Insurers featured in the company’s research included Admiral, Aviva, AXA and LV= — three of the UK’s largest insurers.

The questions put to insurers included issues surrounding loyalty discounts, commencement of coverage, and cancellation processes — areas that should be “easy to answer”, according to Eptica.


Major insurers’ market share threatened by new entrants

As well as surveying customers for their level of trust in insurance companies, Eptica asked respondents what action they would take if they didn’t trust a company.

It found 49% would switch to a rival, while 30% said they would share the negative experience that led to their lack of trust with friends and family, and on social media.

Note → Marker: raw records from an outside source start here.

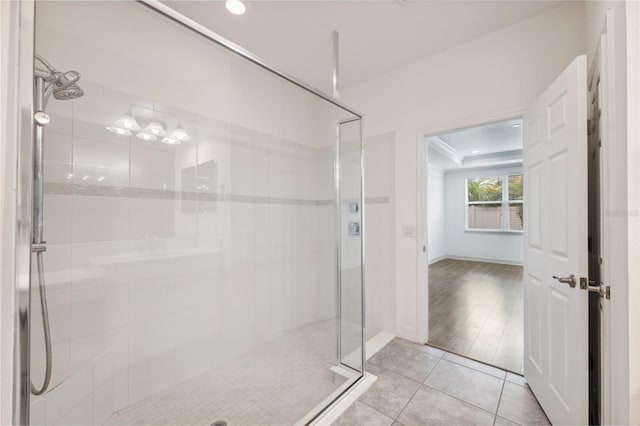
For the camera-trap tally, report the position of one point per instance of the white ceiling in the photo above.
(494, 143)
(375, 36)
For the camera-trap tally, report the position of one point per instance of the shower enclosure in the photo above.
(202, 228)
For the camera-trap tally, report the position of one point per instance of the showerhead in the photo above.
(66, 79)
(72, 91)
(61, 84)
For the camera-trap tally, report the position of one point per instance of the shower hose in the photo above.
(45, 326)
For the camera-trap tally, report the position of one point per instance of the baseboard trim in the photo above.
(407, 333)
(485, 260)
(437, 259)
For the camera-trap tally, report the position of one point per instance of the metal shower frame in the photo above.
(24, 204)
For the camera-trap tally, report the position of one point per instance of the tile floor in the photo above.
(476, 310)
(422, 385)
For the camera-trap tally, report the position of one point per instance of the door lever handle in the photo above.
(571, 280)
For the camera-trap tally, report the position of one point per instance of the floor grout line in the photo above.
(500, 399)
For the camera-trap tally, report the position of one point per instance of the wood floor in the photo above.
(476, 310)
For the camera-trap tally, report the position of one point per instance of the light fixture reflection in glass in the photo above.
(147, 136)
(180, 134)
(155, 128)
(128, 121)
(118, 131)
(171, 141)
(235, 6)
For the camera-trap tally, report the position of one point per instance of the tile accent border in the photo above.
(159, 194)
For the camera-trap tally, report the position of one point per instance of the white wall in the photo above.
(379, 241)
(436, 217)
(495, 76)
(474, 245)
(621, 149)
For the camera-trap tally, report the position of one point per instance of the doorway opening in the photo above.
(475, 246)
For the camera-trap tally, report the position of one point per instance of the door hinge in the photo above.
(590, 285)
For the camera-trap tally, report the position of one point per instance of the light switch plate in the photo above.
(409, 231)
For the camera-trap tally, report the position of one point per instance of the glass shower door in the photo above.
(203, 262)
(350, 230)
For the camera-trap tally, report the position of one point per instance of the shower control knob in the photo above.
(42, 118)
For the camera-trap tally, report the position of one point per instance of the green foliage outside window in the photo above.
(485, 189)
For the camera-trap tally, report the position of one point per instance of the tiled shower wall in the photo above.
(164, 261)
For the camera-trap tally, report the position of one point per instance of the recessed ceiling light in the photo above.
(236, 7)
(118, 131)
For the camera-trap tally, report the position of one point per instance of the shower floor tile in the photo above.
(276, 385)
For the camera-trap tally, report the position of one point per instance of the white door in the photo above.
(555, 313)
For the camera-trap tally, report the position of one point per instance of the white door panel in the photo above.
(556, 314)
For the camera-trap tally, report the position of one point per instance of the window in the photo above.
(494, 206)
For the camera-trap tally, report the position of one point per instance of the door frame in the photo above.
(422, 237)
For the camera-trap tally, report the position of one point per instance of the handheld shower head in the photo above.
(66, 79)
(72, 91)
(62, 85)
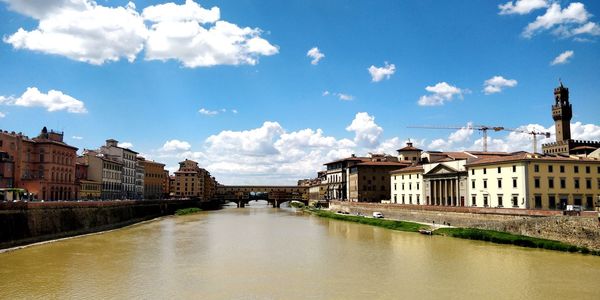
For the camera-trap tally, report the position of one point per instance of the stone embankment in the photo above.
(25, 223)
(581, 231)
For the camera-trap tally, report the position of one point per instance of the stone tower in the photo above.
(562, 113)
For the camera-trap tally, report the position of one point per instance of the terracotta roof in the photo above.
(417, 168)
(524, 156)
(409, 148)
(349, 159)
(383, 163)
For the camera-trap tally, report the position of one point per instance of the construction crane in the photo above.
(533, 133)
(482, 128)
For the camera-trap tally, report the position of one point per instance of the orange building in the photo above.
(43, 165)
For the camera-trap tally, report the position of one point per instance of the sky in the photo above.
(266, 92)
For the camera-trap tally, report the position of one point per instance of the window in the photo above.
(551, 202)
(538, 201)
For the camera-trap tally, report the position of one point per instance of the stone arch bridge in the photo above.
(275, 195)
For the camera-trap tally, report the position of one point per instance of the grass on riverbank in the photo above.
(187, 211)
(499, 237)
(389, 224)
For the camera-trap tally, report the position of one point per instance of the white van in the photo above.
(377, 215)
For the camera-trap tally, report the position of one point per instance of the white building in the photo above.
(128, 158)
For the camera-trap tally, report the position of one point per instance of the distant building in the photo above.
(154, 179)
(44, 165)
(562, 112)
(129, 162)
(108, 171)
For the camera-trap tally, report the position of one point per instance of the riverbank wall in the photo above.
(31, 222)
(582, 231)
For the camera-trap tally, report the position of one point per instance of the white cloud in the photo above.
(52, 101)
(175, 145)
(197, 38)
(570, 21)
(86, 31)
(366, 131)
(127, 145)
(441, 92)
(380, 73)
(497, 83)
(207, 112)
(315, 54)
(521, 7)
(81, 30)
(562, 58)
(344, 97)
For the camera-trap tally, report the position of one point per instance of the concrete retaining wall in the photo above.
(26, 223)
(581, 231)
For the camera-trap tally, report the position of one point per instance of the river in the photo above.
(265, 253)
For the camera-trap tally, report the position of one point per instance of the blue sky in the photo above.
(258, 111)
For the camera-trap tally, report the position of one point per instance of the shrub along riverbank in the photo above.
(389, 224)
(187, 211)
(463, 233)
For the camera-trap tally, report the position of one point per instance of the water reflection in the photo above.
(262, 252)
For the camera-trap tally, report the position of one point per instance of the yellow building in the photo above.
(89, 189)
(534, 181)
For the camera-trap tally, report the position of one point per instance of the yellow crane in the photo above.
(482, 128)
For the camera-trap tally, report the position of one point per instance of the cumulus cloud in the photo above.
(197, 37)
(521, 7)
(366, 131)
(380, 73)
(496, 84)
(176, 145)
(315, 54)
(126, 145)
(570, 21)
(86, 31)
(52, 101)
(207, 112)
(440, 93)
(81, 30)
(562, 58)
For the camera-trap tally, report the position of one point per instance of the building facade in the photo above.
(44, 165)
(534, 181)
(128, 159)
(154, 179)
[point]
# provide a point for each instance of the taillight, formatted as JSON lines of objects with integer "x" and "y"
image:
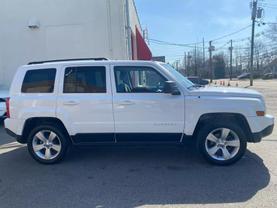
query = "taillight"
{"x": 8, "y": 107}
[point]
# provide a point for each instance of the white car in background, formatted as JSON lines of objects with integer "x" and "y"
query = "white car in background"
{"x": 54, "y": 104}
{"x": 3, "y": 96}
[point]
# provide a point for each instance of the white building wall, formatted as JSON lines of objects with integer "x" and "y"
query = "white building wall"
{"x": 67, "y": 29}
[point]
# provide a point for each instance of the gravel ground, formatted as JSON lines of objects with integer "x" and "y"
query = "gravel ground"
{"x": 141, "y": 177}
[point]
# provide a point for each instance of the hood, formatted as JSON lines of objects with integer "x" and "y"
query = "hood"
{"x": 225, "y": 92}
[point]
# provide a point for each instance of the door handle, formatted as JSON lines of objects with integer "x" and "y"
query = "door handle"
{"x": 71, "y": 102}
{"x": 126, "y": 102}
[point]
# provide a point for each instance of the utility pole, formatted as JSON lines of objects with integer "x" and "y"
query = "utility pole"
{"x": 203, "y": 65}
{"x": 254, "y": 15}
{"x": 231, "y": 60}
{"x": 189, "y": 63}
{"x": 211, "y": 49}
{"x": 195, "y": 62}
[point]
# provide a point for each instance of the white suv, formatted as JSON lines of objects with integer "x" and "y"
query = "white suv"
{"x": 55, "y": 104}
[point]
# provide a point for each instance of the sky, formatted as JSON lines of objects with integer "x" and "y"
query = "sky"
{"x": 189, "y": 21}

Comparing its findings to those of global management consultancy Bain — which found in a separate survey that 80% of consumers would be happy to buy insurance from a new entrant — Eptica concluded insurers are under threat from increased customer churn.

“Insurers need to act quickly and do two things if they are to safeguard current and future revenues,” said Njamfa.

“First, they need to embrace processes, technology and knowledge to help them deliver the service that customers expect.

“Second, they need to listen to consumers and use this voice of the customer insight to drive continual CX improvement to ensure that they successfully compete moving forward.”


Email channel suffers as insurers move toward social media

Facebook was the channel where insurers answered most of Eptica’s questions, with a success rate of 65%.

However, only 8% of customers taking part in the survey regarded Facebook as the primary method of engaging companies.

The survey found 20% described email as their primary or secondary method of contact with a business, yet Eptica’s study left 80% of questions asked via the channel ignored or only partially answered.

In addition, the research found just three of the 10 insurers studied offered new customers the ability to email queries to them, down from 60% in 2017.

The report said: “This is clearly counterproductive — consumers want to use email and may increasingly choose those brands that offer it, as they build trust and long-term loyalty.

“To that end, insurers need to invest in ways that can increase email efficiency, such as pre-built templates, greater knowledge sharing and AI-based routing technology.”